Peroxisome proliferator-activated receptor gamma (PPARgamma) is a nuclear hormone receptor expressed predominantly in adipose tissue, where it plays a central role in the control of adipocyte gene expression and differentiation. Because there are two additional PPAR isoforms, PPARalpha and PPARdelta, and these are also expressed at some level in certain adipose depots, we have compared directly the adipogenic potential of all three receptors. Ectopically expressed PPARgamma powerfully induces adipogenesis at a morphological and molecular level in response to a number of PPARgamma activators. PPARalpha is less adipogenic but is able to induce significant differentiation in response to strong PPARalpha activators. Expression and activation of PPARdelta did not stimulate adipogenesis. Of the three PPARs, only PPARgamma can cooperate with C/EBPalpha in the promotion of adipogenesis.

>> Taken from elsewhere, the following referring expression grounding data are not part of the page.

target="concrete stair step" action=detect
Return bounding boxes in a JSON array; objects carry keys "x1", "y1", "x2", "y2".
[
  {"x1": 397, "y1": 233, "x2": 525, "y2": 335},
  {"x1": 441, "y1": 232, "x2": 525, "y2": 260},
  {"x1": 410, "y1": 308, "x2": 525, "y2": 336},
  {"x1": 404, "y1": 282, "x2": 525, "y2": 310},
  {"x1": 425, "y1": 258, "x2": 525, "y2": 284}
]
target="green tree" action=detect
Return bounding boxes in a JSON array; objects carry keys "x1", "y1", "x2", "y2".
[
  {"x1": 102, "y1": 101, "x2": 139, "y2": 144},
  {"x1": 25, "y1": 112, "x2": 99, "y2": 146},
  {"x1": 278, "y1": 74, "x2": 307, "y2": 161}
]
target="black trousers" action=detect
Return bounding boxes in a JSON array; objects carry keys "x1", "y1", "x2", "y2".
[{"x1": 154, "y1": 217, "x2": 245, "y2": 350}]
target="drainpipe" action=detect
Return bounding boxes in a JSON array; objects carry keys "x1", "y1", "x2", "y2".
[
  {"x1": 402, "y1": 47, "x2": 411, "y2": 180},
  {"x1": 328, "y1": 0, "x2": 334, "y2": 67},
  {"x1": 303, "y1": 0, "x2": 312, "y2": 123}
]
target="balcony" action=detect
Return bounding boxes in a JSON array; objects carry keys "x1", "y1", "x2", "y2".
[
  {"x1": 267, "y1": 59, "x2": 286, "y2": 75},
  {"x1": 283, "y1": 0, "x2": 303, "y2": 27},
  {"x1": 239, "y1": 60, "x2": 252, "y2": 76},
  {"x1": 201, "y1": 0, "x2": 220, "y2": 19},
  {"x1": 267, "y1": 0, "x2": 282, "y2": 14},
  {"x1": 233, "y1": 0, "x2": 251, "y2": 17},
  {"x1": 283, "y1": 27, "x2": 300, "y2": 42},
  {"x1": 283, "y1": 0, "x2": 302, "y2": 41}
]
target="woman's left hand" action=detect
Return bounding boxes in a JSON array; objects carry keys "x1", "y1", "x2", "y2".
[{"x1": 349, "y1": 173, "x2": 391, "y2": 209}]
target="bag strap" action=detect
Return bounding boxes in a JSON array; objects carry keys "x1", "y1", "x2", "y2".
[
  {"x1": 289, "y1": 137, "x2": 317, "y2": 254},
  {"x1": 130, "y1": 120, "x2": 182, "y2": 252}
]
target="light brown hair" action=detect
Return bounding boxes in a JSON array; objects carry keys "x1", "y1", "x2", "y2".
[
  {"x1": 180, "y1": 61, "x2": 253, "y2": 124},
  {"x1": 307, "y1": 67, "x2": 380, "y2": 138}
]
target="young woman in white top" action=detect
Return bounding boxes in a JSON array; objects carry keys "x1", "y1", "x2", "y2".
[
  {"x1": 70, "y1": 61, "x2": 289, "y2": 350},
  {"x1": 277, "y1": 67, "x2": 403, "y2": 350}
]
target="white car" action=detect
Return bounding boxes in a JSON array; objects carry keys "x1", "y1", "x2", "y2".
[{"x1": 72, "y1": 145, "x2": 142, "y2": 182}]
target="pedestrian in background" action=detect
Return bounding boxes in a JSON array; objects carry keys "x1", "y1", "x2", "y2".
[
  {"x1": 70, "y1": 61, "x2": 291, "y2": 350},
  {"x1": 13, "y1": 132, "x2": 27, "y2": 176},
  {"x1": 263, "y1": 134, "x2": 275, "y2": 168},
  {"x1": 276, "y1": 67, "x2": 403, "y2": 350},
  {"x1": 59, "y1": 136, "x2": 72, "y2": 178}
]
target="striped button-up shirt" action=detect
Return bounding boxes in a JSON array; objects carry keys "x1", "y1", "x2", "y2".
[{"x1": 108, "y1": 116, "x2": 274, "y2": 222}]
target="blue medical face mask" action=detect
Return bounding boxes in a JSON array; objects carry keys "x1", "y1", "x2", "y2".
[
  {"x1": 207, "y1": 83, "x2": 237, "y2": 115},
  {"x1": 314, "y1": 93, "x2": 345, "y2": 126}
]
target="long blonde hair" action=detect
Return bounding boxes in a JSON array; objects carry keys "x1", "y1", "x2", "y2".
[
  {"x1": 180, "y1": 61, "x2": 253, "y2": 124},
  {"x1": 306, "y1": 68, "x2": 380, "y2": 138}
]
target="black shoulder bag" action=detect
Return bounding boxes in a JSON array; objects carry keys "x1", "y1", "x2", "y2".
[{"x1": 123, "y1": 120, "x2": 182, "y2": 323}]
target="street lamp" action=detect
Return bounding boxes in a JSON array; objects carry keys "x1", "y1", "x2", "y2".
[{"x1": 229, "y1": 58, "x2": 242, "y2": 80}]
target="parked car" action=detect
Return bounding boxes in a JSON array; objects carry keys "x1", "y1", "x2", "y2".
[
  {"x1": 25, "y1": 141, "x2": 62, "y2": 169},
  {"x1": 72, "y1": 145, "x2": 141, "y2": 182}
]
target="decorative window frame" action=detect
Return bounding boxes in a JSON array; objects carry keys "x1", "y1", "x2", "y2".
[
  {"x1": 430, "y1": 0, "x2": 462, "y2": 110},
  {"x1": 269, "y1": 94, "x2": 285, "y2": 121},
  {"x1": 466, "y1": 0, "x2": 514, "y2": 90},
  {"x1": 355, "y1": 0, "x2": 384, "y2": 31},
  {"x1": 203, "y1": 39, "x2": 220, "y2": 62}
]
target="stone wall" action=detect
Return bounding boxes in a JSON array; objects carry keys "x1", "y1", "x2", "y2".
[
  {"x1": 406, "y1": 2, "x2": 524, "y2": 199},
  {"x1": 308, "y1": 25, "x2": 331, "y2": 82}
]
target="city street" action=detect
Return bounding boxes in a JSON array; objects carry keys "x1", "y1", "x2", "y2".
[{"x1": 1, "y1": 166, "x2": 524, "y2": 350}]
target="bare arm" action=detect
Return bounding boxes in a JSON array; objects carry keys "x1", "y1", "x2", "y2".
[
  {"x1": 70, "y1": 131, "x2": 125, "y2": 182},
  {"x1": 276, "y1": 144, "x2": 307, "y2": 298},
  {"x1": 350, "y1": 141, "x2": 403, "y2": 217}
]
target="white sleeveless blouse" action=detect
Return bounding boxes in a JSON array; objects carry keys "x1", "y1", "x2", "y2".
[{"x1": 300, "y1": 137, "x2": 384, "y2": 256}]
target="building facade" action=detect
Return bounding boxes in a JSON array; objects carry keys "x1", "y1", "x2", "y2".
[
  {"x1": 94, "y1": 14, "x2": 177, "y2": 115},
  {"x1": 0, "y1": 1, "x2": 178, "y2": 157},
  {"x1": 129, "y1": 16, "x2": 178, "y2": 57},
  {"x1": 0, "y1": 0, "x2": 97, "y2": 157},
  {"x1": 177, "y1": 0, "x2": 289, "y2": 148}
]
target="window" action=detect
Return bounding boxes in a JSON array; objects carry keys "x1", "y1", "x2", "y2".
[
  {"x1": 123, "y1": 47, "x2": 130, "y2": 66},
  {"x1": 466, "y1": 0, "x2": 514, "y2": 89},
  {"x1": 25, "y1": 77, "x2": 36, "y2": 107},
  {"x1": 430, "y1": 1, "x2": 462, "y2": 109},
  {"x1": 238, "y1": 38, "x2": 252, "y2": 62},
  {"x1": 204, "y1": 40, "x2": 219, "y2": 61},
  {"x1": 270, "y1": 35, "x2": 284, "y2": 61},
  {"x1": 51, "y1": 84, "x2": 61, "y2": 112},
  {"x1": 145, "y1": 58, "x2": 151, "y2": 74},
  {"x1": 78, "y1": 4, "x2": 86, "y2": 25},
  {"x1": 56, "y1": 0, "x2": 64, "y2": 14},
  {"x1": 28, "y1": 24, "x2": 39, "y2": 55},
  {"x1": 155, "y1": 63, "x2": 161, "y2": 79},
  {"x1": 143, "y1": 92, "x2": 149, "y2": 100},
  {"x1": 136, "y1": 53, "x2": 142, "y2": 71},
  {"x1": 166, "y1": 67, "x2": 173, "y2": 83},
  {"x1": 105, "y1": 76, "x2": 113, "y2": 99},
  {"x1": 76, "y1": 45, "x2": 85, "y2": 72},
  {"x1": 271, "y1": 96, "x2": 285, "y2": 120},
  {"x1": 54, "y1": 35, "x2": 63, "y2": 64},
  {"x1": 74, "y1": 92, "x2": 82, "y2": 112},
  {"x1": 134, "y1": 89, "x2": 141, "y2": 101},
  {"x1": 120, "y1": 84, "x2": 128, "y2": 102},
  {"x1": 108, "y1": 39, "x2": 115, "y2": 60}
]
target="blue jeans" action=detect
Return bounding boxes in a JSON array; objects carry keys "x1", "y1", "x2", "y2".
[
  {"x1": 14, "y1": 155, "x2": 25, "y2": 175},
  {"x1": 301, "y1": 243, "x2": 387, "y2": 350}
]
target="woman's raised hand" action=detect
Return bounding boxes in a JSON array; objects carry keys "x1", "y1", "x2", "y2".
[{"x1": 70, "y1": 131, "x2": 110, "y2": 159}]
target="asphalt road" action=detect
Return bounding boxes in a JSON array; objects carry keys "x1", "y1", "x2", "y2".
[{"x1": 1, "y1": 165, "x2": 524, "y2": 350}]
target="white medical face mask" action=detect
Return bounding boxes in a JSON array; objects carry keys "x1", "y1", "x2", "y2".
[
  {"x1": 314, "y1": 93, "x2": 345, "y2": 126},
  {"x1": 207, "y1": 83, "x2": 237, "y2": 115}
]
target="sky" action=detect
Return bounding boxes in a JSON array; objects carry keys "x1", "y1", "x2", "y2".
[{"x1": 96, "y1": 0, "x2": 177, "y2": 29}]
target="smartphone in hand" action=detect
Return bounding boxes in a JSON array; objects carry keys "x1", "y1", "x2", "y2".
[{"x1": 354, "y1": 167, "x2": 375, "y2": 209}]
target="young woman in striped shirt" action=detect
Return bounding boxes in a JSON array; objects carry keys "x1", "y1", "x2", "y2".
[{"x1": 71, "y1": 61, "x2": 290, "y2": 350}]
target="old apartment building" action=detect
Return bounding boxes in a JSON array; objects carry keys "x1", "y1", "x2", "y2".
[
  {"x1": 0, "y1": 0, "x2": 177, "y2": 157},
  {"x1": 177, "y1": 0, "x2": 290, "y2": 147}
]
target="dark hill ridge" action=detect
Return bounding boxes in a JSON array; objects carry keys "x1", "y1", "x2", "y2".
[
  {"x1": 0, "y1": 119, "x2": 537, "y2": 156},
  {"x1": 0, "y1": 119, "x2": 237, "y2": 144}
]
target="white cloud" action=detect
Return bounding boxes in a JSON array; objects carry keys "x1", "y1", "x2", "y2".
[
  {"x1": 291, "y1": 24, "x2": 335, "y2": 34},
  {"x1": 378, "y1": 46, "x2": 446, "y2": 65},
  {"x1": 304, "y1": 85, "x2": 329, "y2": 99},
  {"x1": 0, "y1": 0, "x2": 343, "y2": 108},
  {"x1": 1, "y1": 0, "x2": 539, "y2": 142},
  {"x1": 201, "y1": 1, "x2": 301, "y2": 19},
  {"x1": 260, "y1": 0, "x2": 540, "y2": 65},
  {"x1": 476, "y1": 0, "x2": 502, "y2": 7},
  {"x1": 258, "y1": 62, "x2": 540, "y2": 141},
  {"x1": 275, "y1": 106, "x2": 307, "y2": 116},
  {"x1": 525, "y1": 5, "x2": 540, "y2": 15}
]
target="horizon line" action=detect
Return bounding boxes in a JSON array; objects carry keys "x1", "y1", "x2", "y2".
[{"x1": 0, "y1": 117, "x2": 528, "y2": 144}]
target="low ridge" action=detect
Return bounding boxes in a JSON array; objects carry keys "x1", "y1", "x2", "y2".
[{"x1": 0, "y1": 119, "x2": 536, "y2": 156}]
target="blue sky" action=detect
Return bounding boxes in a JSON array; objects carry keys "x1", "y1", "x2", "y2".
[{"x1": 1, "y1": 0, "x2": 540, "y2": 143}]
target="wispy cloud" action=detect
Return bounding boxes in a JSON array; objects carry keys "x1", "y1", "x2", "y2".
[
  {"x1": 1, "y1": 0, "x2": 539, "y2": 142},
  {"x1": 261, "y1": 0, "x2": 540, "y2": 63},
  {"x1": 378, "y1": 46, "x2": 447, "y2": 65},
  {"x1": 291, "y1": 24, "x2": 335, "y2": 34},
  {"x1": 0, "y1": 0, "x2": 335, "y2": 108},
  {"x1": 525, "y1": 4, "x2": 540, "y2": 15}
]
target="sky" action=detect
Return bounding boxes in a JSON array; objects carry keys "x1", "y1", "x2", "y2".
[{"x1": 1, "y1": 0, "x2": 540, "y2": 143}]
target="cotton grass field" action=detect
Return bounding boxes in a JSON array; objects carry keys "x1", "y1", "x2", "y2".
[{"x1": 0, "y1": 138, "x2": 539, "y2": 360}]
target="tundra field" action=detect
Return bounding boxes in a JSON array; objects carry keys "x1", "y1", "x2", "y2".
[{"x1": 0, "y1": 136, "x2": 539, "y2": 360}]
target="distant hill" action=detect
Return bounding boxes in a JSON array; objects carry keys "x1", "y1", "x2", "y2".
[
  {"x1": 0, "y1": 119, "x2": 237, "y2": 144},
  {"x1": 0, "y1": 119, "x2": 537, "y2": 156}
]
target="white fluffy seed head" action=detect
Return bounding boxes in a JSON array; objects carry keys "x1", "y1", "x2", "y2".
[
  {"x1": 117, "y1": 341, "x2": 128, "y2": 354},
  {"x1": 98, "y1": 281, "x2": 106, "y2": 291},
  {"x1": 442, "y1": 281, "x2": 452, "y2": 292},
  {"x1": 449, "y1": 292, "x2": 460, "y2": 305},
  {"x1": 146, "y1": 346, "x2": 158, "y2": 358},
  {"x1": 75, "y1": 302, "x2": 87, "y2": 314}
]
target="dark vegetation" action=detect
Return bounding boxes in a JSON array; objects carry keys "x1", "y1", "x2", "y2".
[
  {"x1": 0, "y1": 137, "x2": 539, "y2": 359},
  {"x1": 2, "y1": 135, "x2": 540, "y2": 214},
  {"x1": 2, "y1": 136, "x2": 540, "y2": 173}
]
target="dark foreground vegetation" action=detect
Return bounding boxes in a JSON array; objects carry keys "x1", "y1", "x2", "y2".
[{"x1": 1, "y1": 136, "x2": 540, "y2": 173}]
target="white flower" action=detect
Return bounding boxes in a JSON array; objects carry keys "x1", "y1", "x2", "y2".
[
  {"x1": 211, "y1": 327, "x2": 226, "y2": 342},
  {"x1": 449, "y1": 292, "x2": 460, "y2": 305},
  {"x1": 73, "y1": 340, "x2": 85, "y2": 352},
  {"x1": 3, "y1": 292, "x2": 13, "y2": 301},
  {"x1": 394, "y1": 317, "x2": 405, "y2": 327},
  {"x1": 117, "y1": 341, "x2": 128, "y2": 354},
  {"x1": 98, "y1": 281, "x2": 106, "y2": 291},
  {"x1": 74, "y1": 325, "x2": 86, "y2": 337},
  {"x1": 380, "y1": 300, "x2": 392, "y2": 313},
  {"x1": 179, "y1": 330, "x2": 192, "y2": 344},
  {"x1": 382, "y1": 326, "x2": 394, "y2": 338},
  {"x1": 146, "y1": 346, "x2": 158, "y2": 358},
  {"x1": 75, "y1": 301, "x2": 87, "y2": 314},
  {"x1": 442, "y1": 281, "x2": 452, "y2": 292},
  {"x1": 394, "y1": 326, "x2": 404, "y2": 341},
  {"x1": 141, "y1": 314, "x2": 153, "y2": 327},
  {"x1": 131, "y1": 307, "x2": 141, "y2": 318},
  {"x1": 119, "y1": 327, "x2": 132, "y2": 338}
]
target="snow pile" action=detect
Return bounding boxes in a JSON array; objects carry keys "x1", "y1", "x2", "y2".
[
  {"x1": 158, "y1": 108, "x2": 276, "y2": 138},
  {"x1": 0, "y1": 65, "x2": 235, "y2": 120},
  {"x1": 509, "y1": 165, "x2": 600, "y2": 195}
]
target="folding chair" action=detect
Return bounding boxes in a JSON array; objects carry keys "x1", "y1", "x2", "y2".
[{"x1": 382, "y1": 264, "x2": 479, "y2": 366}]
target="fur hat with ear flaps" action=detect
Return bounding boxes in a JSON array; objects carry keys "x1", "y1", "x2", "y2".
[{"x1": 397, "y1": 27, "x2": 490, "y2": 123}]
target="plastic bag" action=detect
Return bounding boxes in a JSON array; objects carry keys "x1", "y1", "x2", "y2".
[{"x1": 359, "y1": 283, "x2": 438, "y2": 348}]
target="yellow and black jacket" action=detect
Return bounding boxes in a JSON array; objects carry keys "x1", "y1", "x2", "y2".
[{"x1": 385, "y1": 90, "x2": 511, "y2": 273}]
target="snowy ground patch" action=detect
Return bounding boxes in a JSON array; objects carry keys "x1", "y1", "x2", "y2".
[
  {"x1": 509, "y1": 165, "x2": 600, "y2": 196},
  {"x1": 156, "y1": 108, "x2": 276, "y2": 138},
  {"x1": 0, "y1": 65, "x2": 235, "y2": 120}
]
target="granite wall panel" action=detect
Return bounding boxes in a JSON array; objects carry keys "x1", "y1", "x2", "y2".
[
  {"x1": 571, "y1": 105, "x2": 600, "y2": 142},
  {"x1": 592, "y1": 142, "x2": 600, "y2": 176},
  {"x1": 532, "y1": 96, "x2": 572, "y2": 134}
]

To begin to investigate the functional basis for the differential adipogenic activity of the PPAR isoforms, we have examined their ability to bind to several PPAR DNA response sequences. Compared with PPARalpha and PPARdelta, PPARgamma shows preferential binding to two well-characterized regulatory sequences derived from a fat-specific gene, ARE6 and ARE7. These data strongly suggest that PPARgamma is the predominant receptor regulating adipogenesis; however, they also suggest that PPARalpha may play a role in differentiation of certain adipose depots in response to a different set of physiologic activators or in certain disease states.